Of the 435 company-level or higher operations conducted in Iraq last week, 31 percent were independent Iraqi operations, Army Maj. Gen. Rick Lynch, Multinational Force Iraq spokesman, said at a news briefing.Another surprise was that, just as in the Cartoon case, the riots were not spontaneous but rather politically motivated. Mohammed at Iraq the Model gives an eyewitness account.
As a person who lives in Baghdad I've been following the situation from the early hours after the attack; on Wednesday morning I was on my way to work when I heard the news on the radio and I began watching closely to probe the feelings of the common people. People were at work as they always are, clerks behind their desks, grocers looking after their goods and municipal workers picking trash from the streets and I haven't noticed any unusual feelings among the people I came in contact with. In general life was normal until noon in the Shia majority district of Baghdad and there were absolutely no signs of a crisis of any sort. But on my way home I saw the men in black take to the streets after Ayatollah Sistani issued his fatwa.

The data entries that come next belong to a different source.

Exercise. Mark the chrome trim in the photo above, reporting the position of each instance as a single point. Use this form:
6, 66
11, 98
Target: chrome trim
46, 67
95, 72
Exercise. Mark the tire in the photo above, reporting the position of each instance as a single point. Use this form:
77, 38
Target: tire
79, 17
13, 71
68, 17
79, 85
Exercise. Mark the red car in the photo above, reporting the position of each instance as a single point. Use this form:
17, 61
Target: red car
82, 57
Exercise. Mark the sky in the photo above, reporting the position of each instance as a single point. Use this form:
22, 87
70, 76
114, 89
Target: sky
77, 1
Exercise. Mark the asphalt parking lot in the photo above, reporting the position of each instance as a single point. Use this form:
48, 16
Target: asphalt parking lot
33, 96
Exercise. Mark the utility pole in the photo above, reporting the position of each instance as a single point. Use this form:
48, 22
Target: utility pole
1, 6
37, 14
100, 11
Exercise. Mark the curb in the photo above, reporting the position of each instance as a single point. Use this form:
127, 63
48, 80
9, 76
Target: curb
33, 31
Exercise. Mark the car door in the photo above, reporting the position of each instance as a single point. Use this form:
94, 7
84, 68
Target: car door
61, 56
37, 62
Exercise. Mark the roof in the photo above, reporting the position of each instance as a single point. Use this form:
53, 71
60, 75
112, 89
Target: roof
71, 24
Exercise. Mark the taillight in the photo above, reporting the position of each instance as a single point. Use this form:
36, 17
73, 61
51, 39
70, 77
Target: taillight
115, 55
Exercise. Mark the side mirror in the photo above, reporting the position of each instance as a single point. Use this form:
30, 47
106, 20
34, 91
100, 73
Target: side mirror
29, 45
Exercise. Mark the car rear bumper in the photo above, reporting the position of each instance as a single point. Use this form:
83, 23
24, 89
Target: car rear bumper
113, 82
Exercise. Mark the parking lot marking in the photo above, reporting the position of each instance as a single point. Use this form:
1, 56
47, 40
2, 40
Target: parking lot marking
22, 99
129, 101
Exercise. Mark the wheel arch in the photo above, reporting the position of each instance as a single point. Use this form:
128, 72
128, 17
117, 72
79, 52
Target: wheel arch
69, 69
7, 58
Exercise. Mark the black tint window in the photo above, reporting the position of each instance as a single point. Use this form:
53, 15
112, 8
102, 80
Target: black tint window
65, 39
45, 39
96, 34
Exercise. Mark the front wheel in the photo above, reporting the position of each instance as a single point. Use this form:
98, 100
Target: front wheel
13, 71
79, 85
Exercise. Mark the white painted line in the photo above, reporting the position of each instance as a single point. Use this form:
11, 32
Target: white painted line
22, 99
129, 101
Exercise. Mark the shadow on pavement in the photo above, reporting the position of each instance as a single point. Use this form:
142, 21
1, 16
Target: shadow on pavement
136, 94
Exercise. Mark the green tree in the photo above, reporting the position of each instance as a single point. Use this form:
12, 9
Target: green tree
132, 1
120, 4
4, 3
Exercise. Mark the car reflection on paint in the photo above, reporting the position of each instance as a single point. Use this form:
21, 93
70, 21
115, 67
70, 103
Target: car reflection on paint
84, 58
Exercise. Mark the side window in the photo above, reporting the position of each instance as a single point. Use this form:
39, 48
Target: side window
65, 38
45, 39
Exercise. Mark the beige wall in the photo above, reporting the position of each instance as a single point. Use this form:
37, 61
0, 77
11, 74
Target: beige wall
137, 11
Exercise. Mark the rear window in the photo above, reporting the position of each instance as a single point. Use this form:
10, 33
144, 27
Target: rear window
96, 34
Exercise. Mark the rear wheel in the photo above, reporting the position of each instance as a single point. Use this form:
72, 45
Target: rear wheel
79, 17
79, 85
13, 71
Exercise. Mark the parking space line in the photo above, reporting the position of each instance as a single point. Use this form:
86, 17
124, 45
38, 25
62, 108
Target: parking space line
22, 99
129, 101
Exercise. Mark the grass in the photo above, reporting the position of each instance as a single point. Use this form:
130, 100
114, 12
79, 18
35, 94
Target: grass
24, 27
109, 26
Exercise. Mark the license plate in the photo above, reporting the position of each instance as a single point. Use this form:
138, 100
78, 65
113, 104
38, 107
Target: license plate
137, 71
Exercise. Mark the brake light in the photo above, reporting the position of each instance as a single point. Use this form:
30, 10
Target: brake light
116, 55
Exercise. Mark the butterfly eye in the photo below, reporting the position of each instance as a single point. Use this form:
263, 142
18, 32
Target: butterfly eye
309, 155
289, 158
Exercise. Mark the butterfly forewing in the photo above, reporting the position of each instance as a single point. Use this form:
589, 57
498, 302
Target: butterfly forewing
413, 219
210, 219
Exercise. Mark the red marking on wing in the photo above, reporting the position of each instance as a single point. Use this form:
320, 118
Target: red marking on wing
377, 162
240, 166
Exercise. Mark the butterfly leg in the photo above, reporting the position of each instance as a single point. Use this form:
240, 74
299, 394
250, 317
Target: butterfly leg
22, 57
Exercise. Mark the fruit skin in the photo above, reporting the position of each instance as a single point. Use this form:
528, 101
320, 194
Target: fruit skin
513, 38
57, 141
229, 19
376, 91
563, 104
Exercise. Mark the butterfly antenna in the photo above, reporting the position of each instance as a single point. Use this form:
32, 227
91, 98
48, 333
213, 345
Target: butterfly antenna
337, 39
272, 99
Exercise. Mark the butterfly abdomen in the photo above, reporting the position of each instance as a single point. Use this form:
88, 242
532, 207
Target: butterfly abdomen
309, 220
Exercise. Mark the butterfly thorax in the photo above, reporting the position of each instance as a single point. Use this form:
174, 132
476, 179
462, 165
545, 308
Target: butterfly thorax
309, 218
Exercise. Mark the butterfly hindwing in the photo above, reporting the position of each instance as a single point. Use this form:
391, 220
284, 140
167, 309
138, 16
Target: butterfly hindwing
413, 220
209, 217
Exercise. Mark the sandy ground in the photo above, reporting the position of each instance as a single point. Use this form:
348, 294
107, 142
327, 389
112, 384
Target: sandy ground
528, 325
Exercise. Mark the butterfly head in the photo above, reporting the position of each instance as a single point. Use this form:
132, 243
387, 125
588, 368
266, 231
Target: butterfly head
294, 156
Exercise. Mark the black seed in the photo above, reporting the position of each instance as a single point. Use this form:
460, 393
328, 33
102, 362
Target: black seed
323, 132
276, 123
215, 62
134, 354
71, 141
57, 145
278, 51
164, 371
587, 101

So…the protests were not spontaneous like clerics want us to think; in fact the only spontaneous protest was the one in Samarra itself!Calm has returned to Sammara, the spontaneous riot Mohammed refers to were Sunni’s condemning the act and calling for Iraqi unity. That was pretty much the case for most clerics and Government officials. That was pretty much the case for most Iraqis. Like its Fitzmass hopes it looks like the MSM is not going to get its civil war. Unfortunately since the American public still gets most of its news from the MSM and The Daily Show it may not matter.
I live here and I've seen the whole thing. The demonstrations in Baghdad began after the fatwa and I saw how shop keepers unwillingly closed their shops when the men in black with their arms and loudspeakers ordered them to do so "in the name of the Hawza" and I saw the sad look on the faces of people abandoning their only source of income for a time that could go indefinitely.